Published Jan 27, 2022 6:45 PM by The Maritime Executive

Number-two ocean carrier Maersk has announced that it is releasing all past and future weather data collected by its ships into the public domain, allowing the scientific community to use it for free. The data has been collected by Maersk vessels since 2012, and the release increases publicly available ocean weather data by 28 percent, according to Maersk. 

The line's goal is to help climate research and weather forecasts by providing scientists with an abundance of weather data from the world’s oceans, where ground level data coverage is limited. Most current data comes from satellite observations and from metocean buoys, which both have some limitations. According to Maersk, the long series of observations will give climate scientists a better picture of how surface-level ocean conditions have changed over the past 10 years.

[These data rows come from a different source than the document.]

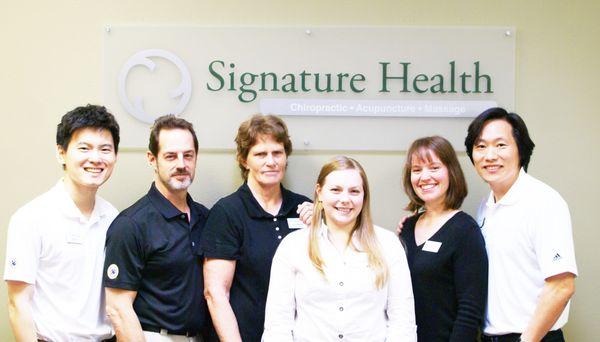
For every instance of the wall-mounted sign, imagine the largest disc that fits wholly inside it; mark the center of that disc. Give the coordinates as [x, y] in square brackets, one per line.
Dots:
[339, 88]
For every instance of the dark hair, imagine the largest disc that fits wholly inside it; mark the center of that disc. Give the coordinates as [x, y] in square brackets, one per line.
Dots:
[255, 128]
[424, 149]
[169, 122]
[85, 117]
[520, 133]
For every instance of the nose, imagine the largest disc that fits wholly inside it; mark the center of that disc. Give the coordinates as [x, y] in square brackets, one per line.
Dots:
[490, 153]
[180, 161]
[94, 155]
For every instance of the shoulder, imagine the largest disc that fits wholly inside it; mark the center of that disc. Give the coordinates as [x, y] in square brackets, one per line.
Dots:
[295, 197]
[203, 210]
[106, 207]
[387, 239]
[295, 241]
[36, 209]
[540, 192]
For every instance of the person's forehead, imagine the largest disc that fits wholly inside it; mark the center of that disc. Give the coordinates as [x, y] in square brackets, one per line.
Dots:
[266, 141]
[348, 177]
[496, 129]
[175, 139]
[96, 135]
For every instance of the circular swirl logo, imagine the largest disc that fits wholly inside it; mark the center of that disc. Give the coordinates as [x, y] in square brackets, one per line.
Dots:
[143, 58]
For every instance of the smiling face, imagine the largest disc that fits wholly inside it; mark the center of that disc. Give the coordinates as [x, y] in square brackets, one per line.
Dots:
[496, 156]
[429, 179]
[89, 158]
[342, 196]
[266, 163]
[175, 163]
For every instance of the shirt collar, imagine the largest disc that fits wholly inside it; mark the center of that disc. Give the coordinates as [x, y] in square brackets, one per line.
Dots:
[354, 240]
[513, 194]
[167, 209]
[256, 211]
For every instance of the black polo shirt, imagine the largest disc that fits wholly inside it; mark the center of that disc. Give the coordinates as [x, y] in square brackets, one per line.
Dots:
[239, 229]
[151, 248]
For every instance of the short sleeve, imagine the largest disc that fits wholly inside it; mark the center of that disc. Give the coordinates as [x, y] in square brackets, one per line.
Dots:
[553, 237]
[23, 249]
[125, 257]
[221, 238]
[400, 302]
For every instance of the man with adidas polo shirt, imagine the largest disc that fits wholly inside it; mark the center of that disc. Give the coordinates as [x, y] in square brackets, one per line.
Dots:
[55, 243]
[527, 230]
[153, 270]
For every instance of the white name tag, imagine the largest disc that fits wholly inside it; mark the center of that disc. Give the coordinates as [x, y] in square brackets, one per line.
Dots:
[295, 223]
[432, 246]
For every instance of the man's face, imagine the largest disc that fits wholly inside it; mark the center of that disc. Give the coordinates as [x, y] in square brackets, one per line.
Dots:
[175, 164]
[89, 158]
[496, 156]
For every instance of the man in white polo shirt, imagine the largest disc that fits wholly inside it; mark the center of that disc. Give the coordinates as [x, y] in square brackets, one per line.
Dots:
[55, 244]
[527, 229]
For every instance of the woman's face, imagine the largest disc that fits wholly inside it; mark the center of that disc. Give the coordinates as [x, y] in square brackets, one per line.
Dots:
[429, 179]
[342, 195]
[266, 162]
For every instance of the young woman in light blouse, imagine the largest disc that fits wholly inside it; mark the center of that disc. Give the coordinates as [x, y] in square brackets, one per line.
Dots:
[342, 279]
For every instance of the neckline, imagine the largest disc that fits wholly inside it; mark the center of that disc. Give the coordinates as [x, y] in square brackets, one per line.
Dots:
[443, 227]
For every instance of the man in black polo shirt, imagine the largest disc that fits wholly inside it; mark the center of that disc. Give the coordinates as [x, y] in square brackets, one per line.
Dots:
[152, 273]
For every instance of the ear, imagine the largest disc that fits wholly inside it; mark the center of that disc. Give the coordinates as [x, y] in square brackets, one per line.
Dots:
[318, 190]
[151, 160]
[60, 155]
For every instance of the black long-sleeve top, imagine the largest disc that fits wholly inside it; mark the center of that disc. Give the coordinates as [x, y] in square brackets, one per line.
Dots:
[450, 285]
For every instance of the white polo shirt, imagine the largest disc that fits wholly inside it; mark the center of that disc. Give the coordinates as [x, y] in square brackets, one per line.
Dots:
[346, 306]
[52, 246]
[528, 239]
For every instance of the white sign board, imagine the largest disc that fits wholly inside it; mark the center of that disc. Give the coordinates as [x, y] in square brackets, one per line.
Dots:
[338, 88]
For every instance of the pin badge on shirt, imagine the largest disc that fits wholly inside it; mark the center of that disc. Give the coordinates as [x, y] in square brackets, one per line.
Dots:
[432, 246]
[295, 223]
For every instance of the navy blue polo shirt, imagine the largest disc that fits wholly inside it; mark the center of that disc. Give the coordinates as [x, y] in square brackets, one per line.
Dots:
[151, 248]
[239, 229]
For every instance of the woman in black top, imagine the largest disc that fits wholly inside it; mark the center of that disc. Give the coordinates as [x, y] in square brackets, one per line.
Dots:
[244, 229]
[446, 251]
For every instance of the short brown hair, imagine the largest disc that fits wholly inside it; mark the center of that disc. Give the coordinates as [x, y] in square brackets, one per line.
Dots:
[423, 149]
[169, 122]
[256, 128]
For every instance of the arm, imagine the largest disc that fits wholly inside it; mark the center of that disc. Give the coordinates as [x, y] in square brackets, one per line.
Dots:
[218, 275]
[119, 309]
[470, 273]
[555, 295]
[280, 310]
[400, 303]
[19, 310]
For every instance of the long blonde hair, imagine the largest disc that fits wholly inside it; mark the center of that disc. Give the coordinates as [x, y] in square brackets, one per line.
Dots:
[363, 229]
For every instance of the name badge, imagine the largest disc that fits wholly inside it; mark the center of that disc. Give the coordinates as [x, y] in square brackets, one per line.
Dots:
[295, 223]
[432, 246]
[75, 237]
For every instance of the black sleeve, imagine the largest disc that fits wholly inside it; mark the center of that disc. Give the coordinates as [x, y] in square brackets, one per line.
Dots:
[222, 237]
[125, 257]
[470, 279]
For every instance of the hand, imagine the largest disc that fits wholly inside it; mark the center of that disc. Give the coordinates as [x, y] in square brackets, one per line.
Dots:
[400, 225]
[305, 212]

The data – more than 9 million individual observations – will be shared via the Global Ocean Observing System, run jointly by UNESCO and the World Meteorological Organization. The data set will expand constantly thanks to 7,000 daily observations collected by Maersk's 300 owned vessels. 

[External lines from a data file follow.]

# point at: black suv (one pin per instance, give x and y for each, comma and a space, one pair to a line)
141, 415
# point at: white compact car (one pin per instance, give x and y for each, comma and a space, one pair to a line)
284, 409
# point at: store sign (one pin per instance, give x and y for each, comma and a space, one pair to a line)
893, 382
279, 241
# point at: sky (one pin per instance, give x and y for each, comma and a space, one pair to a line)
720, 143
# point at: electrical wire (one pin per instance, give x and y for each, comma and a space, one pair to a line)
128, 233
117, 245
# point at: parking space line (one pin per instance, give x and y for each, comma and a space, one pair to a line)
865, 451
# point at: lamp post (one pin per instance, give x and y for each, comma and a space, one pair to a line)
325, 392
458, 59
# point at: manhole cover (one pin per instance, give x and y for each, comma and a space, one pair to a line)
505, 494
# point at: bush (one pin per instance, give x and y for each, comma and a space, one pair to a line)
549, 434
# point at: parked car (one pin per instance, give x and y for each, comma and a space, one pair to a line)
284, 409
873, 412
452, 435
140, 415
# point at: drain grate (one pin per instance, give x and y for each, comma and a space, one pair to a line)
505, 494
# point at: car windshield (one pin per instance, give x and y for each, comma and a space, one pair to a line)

In collaboration with the National Meteorological Service of Germany, Maersk has installed automated weather stations on several of these vessels - calibrated, research-grade measurement stations that collect high-quality data on a larger number of parameters. 

"Climate change is without doubt one of the biggest challenges the global community is facing, and we have set an ambitious strategy for our business to achieve net zero greenhouse gas emissions in 2040, but we have also as a part of our ESG strategy committed ourselves to contribute to climate and ocean science with data gathered from our vessels. An opportunity being our digitized weather observations," said Aslak Ross, Head of Marine Standards at Maersk.

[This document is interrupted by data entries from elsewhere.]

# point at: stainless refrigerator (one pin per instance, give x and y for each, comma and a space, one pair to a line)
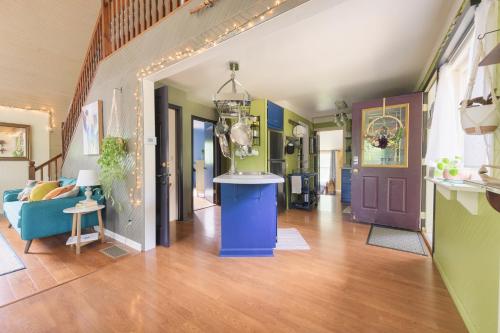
276, 163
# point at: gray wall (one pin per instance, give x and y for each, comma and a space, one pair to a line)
119, 70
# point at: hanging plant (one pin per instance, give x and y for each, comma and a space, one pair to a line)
114, 151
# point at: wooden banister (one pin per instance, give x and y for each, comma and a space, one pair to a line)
53, 167
119, 22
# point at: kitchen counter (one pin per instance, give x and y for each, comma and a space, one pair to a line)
249, 178
249, 214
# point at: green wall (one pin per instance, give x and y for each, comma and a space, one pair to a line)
467, 254
189, 109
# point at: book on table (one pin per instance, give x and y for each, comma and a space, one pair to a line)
85, 238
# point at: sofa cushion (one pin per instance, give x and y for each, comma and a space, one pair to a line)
74, 192
12, 211
58, 191
25, 193
41, 189
64, 181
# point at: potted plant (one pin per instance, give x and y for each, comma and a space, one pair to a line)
114, 151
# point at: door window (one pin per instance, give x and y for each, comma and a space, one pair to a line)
384, 137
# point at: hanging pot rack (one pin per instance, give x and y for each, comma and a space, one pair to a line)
232, 104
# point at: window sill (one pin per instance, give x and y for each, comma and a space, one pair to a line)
467, 193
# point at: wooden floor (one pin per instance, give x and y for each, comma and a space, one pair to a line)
340, 285
49, 264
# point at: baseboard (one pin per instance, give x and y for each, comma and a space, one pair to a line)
458, 303
122, 239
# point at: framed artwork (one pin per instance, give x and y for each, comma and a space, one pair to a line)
15, 142
92, 128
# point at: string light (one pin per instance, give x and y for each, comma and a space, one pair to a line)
50, 111
135, 192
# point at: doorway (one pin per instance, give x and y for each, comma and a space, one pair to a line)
387, 158
331, 158
205, 165
168, 123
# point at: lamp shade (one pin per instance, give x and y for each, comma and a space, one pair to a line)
87, 178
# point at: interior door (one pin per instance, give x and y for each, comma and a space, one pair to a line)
387, 156
162, 159
209, 161
172, 166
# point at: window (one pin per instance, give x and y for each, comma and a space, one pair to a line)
446, 137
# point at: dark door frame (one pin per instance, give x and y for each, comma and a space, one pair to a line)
179, 159
217, 160
163, 238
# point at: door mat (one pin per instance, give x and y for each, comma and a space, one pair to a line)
114, 252
290, 239
9, 261
397, 239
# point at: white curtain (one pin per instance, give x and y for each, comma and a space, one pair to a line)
445, 137
478, 148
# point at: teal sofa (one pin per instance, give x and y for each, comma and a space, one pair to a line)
45, 218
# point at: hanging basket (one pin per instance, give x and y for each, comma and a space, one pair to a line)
479, 120
479, 116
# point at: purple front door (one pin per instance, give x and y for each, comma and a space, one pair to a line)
387, 155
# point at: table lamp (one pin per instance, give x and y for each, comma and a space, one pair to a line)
87, 178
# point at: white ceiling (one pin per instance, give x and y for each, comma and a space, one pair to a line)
42, 46
349, 50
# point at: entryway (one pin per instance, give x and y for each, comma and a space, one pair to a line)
331, 159
168, 157
204, 163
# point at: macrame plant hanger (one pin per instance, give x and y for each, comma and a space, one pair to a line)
114, 128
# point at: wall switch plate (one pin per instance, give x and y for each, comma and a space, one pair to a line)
150, 141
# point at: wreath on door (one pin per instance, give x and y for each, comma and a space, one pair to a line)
384, 131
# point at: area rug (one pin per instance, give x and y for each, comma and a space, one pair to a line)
9, 261
397, 239
290, 239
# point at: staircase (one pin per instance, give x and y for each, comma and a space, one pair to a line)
50, 170
119, 22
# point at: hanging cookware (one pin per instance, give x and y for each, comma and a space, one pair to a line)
221, 128
224, 146
241, 133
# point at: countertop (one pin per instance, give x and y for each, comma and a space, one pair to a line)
249, 178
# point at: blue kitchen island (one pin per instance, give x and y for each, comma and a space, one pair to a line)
249, 214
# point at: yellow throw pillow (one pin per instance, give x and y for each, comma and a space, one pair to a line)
58, 191
40, 190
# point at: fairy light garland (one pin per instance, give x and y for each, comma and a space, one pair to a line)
50, 111
135, 192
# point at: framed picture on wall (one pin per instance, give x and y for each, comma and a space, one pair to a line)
92, 128
15, 142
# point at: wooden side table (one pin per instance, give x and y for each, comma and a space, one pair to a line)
76, 229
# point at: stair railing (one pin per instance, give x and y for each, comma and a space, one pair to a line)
119, 22
49, 170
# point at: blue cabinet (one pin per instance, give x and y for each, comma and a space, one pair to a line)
275, 114
249, 220
345, 196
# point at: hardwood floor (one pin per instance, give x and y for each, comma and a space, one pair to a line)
340, 285
49, 264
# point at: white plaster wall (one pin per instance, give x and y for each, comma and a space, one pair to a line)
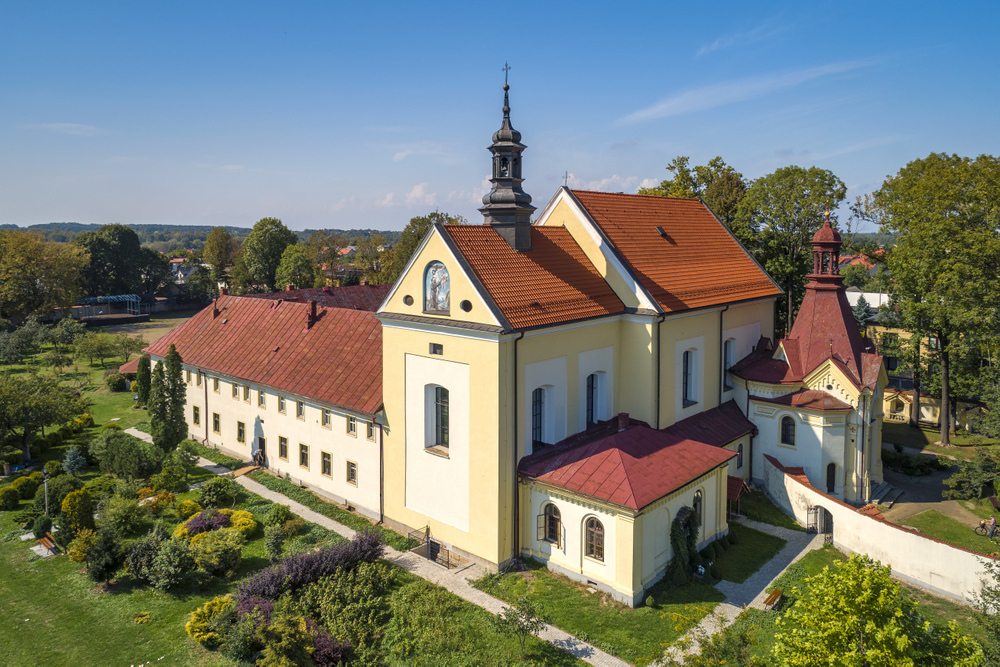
265, 421
552, 375
941, 567
697, 344
601, 360
436, 486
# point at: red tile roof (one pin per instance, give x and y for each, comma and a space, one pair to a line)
698, 263
809, 399
630, 468
719, 426
337, 361
551, 283
355, 297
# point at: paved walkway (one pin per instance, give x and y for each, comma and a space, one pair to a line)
753, 591
456, 582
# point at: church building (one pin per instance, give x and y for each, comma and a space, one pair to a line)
563, 388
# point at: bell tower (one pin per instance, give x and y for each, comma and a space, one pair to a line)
507, 208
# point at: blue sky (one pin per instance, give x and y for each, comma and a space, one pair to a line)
364, 115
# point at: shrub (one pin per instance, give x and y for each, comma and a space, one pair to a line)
244, 522
42, 525
104, 556
295, 572
187, 509
81, 545
274, 540
9, 498
218, 491
219, 551
78, 511
278, 515
26, 487
202, 625
172, 563
122, 516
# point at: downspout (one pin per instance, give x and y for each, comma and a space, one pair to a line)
722, 355
659, 320
515, 534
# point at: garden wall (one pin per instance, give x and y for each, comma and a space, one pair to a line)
915, 558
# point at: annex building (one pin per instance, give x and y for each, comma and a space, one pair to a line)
562, 388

The data release was welcomed by researchers at the Helmholtz Centre for Ocean Research in Kiel, Germany. "As a member of the scientific community, I am thrilled that we get access to this unique data set. The data will help to better constrain past ocean surface conditions but also help to improve future predictions - from weather to climate," said Dr. Johannes Karstensen, a physical oceanographer at the Helmholtz Centre.